A lot of thoughts in my head today. I had a real good Lord's Day today in spite of not being in the Word much the last week or so. But to be in worship this morning and hear the Word preached and take part in communion with my brothers and sisters in Christ can do wonders.
At the beginning of May I started a new little Bible study "program" that I developed after reading a couple books summarizing the prayer life and Bible study life of our Puritan Fathers. You can see the books here, #4 and #5. I love what I'm doing right now, but the last couple weeks I haven't been able to be as diligent as I'd like. As God's Word is wont to do, I was blown away today.
I was reading II Corinthians 12 and verses 9-10 are mind blowing.
"But he (God) said to me, "My grace is sufficient for you, for my power is made perfect in weakness." Therefore, I will boast all the more gladly of my weaknesses, so that the power of Christ may rest upon me. For the sake of Christ, then, I am content with weaknesses, insults, hardships, persecutions, and calamities. For when I am weak, then I am strong.

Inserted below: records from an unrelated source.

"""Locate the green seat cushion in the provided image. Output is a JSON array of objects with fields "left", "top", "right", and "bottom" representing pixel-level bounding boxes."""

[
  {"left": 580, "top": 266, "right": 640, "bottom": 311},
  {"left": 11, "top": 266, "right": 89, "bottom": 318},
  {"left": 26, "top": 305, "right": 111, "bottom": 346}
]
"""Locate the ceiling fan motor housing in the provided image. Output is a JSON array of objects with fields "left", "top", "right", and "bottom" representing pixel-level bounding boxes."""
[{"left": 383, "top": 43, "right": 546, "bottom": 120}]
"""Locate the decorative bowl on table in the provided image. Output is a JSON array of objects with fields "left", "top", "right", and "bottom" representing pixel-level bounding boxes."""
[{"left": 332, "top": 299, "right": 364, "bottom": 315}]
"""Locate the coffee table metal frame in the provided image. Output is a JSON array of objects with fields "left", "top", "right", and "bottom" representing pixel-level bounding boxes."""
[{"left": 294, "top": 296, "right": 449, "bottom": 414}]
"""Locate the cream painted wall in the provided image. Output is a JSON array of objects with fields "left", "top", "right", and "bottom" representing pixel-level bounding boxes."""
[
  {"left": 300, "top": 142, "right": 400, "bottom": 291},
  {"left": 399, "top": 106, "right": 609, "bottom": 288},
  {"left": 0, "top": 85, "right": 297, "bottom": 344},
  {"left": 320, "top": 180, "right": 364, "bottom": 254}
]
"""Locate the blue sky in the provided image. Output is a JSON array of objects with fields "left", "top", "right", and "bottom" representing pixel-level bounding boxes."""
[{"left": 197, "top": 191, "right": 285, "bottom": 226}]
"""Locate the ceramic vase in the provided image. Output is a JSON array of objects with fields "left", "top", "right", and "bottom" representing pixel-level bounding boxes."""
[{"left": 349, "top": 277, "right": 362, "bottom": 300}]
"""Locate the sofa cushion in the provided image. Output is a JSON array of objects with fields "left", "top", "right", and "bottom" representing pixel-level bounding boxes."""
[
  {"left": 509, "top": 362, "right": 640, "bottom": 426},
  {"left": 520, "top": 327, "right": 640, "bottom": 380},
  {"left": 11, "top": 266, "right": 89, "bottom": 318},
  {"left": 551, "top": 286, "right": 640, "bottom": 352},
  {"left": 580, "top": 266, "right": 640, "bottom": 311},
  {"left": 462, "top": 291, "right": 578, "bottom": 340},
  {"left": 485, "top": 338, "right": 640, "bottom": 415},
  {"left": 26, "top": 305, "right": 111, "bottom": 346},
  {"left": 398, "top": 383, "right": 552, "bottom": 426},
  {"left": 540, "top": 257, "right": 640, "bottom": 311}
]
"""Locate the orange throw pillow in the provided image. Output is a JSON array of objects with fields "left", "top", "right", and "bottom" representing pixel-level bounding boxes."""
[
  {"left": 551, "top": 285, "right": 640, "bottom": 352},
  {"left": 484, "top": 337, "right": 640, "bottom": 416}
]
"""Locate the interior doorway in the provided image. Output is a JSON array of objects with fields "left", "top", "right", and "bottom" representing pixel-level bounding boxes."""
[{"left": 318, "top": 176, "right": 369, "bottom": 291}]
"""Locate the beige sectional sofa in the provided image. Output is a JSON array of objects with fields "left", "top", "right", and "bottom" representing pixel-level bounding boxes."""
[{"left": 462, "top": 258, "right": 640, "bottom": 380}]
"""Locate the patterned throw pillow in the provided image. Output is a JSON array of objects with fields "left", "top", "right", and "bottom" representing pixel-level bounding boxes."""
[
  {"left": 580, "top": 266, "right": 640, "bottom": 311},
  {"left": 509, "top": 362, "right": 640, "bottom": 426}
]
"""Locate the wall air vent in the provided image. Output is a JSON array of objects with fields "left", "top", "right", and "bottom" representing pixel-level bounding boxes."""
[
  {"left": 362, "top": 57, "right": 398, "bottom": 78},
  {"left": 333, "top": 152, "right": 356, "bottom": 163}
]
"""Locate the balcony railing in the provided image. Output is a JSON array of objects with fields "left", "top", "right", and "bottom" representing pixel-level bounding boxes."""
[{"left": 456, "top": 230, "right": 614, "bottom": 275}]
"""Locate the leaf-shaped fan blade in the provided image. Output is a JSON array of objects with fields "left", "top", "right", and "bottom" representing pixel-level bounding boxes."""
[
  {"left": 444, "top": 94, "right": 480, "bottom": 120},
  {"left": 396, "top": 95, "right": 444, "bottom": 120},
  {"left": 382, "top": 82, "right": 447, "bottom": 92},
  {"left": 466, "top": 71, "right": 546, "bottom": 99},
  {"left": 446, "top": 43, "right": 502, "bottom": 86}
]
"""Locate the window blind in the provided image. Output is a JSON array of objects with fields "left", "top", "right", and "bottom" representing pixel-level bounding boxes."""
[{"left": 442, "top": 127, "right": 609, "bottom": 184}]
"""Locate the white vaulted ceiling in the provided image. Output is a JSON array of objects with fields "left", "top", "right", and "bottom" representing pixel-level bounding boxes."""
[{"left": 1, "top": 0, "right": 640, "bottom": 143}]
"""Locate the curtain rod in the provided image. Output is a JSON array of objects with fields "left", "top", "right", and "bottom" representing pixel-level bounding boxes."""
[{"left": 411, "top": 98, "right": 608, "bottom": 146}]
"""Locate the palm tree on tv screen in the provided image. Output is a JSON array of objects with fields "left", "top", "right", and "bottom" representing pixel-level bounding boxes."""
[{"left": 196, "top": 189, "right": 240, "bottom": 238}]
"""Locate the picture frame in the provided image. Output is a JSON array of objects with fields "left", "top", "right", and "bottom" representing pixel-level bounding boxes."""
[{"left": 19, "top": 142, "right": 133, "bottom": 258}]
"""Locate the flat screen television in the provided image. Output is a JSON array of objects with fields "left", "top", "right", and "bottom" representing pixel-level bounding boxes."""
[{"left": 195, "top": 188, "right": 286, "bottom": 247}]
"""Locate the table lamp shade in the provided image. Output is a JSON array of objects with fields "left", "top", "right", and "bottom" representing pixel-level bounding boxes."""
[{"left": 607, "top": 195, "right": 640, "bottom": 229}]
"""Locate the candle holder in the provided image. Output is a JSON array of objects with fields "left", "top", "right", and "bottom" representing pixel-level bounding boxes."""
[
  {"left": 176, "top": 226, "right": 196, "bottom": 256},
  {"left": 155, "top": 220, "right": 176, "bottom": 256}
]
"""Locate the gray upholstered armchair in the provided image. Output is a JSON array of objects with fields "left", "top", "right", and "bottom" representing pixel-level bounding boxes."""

Lately, I felt my tension and stress level going up a bit. A tell-tale sign of this is when I start playing music louder and louder and its not the calm stuff. For some reason it is a stress reliever for me.
I think the stress has partly to do with economic development research I'm doing. It is actually going pretty well. I feel a plan coming together and a course of action. But with that progress comes stress - is it the right plan? what will people in the community (and outside the community) think?, what do I really know about this stuff?, with all the issues here will anything actually work?, what can I do that hasn't been tried already?, etc, etc. In short, what do I know?
The stress is also related to what is happening on this Reservation. It is heartbreaking. Have you ever heard of the ACE (Adverse Childhood Experience) Study the CDC did several years ago. You can read about it here. Warning: The results of the study are not pretty and implications disturbing. In short, childhood trauma has a direct link to adult mental and medical problems. We know that children on this Reservation are living in a constant state of trauma. It is wreaking havoc on them now and will continue to do so.
Let me tell you about my friend. He's probably 5. He has the classic facial structure, physiological signs and behavioral signs of Fetal Alcohol Syndrome. He lives in a house with at least 9 kids living in it from I don't know how many different families. I don't know what is happening in this house and I don't want to know. I got to spend a couple hours a day with him last week. I won't see him until next week. What will happen in the mean-time?
I was also reading Psalm 19 today.
Really, my stress is because I think I have some control over any of this. I think I have some ability to actually affect the economic realities here on the Reservation. I think I have some ability to effect change in the life of this little boy. I think I have something to boast about.
Give me a break! What can I do in this situation, but go to God. As He says in II Corinthians, His grace is sufficient. Sufficient for me, this little boy and this Reservation. Christ has been working on this Reservation long before I ever got here and He will work long after I leave. The weaker I am, the more Christ will be glorified when He accomplishes His work here in this place.
How thankful I am that it doesn't depend on me. The creator of the Universe, the One that sets the course of the stars, who has revealed Himself through His innerrent, infallible Word, is active in my life and in this place!
What other response can I have but to echo God's Word:
Therefore, I will boast all the more gladly of my weaknesses, so that the power of Christ may rest upon me. For the sake of Christ, then, I am content with weaknesses, insults, hardships, persecutions, and calamities. For when I am weak, then I am strong.